Page MenuHomePhabricator

Gather data to estimate Zim file downloads
Closed, ResolvedPublic

Description

In order to provide estimates of the number of downloads for Zim files, we should assemble the following data:

For each proposed language, gather the follow metrics for the last month:

  1. What is the % of total page views for this language within the Android app? (Captured in page view logging)
  2. What is the number of devices (and % of total devices) set to this language when the android app launches (Captured in event logging)

What will be done with these numbers?
With these numbers we can estimate the maximum total number of users for each language. This should give us an upper bound for the number of downloads that are possible for any given language. From there we can estimate actual use of the feature and adjust the numbers down accordingly.

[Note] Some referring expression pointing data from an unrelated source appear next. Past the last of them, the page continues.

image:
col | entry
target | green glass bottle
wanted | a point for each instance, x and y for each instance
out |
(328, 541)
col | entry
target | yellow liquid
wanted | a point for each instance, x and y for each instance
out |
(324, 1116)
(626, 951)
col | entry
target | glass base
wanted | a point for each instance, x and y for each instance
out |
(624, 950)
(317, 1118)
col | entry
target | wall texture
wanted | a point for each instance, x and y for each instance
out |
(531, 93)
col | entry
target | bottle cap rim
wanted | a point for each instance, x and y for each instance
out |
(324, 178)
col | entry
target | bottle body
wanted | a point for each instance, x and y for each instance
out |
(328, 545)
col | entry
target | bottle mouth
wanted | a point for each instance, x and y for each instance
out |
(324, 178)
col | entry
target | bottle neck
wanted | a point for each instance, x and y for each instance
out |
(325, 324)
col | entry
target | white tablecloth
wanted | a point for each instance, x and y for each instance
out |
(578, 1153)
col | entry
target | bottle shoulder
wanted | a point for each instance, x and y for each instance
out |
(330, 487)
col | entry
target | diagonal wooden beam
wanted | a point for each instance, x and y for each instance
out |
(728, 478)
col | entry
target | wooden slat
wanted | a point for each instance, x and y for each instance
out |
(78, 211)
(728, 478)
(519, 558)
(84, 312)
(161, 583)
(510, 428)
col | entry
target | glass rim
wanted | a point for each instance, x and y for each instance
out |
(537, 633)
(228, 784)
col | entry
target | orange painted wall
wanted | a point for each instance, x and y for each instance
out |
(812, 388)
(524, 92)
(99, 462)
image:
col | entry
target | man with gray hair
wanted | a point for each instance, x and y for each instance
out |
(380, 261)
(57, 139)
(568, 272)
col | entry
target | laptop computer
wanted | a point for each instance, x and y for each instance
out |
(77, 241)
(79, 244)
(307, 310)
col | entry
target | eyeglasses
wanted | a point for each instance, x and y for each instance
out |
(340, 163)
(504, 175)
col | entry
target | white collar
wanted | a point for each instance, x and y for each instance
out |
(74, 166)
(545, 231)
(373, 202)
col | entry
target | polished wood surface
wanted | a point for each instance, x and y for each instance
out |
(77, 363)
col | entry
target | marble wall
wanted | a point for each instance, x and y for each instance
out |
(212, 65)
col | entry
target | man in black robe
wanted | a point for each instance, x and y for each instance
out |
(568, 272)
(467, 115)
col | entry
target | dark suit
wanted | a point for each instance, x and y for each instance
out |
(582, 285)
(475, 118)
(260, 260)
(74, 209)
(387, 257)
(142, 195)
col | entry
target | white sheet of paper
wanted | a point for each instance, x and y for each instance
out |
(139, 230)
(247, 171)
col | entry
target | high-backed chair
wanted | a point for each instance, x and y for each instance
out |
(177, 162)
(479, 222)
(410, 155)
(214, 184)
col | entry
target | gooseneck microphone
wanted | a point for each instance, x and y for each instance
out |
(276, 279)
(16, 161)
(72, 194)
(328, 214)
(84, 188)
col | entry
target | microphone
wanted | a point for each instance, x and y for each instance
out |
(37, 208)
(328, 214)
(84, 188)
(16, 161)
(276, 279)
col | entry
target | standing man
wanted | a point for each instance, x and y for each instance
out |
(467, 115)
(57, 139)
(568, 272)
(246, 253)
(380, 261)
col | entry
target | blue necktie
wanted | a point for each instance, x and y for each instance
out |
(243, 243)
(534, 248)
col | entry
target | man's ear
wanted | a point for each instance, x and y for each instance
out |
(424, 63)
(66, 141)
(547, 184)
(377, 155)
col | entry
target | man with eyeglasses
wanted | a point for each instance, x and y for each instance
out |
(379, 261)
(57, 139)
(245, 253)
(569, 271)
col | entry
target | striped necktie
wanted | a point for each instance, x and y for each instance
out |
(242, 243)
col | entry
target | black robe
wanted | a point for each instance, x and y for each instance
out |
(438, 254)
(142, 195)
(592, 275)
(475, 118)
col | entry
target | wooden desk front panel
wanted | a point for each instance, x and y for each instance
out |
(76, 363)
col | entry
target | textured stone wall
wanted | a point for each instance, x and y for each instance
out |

For example (very contrived):
We find that the 4% of devices are set to "es" on launch.
In Beta we have 100,000 users.
So we can estimate the maximum number of beta users to download ZIm files to be 4000.
If we decide to have 4 Zim files available for Spanish, then we can estimate the maximum number of Zim downloads to be 16000 in Spanish

@JMinor @Tbayer can you verify that the above is possible and useful for the described purpose?

Event Timeline

What is the % of total page views for this language within the Android app? (Captured in page view logging)

@Fjalapeno take a look at pivot: http://pivot.wikimedia.org and you can see this data: language is not captured per-se but project is the proxy for that, example (kind of fast) pageviews per projects for the newest app versions (android and iOS) http://bit.ly/2uyr3sP

Screen Shot 2017-07-26 at 11.53.36 AM.png (1×2 px, 348 KB)

I understand from @JMinor that we would like to have separate numbers for beta and production in each case, correct? And what are the languages of interest?

Regarding #1: As Nuria pointed out, this can be glanced fairly conveniently from Pivot (remove the time split to get the sum over the entire timespan), at least if one is comfortable restricting it to a few of the most recent versions in each case (beta/production), which should be fine for such an estimate. But let me know if that doesn't work out, I could run a query later.

Regarding #2: We would need to add new instrumentation or extend existing EL schemas (e.g. MobileWikiAppDailyStats) to record the app's set language. I would propose to instead use the number of unique installs (beta vs production) that access a given language version per day or month, which is fairly easy to get via a modification of the queries underlying our existing app uniques data. I should be able to do that by Friday if we decide to go with that option.

I understand from @JMinor that we would like to have separate numbers for beta and production in each case, correct?

@Tbayer We only need production numbers. We will use them to extrapolate beta usage.

And what are the languages of interest?

For languages of interest, that is up to @JMinor - I assume it will be dictated by the list on the spreadsheet in this ticket: T169905: Determine the list of content packs to make available in V1

@JMinor can you confirm that you want him to measure all the proposed languages in that sheet?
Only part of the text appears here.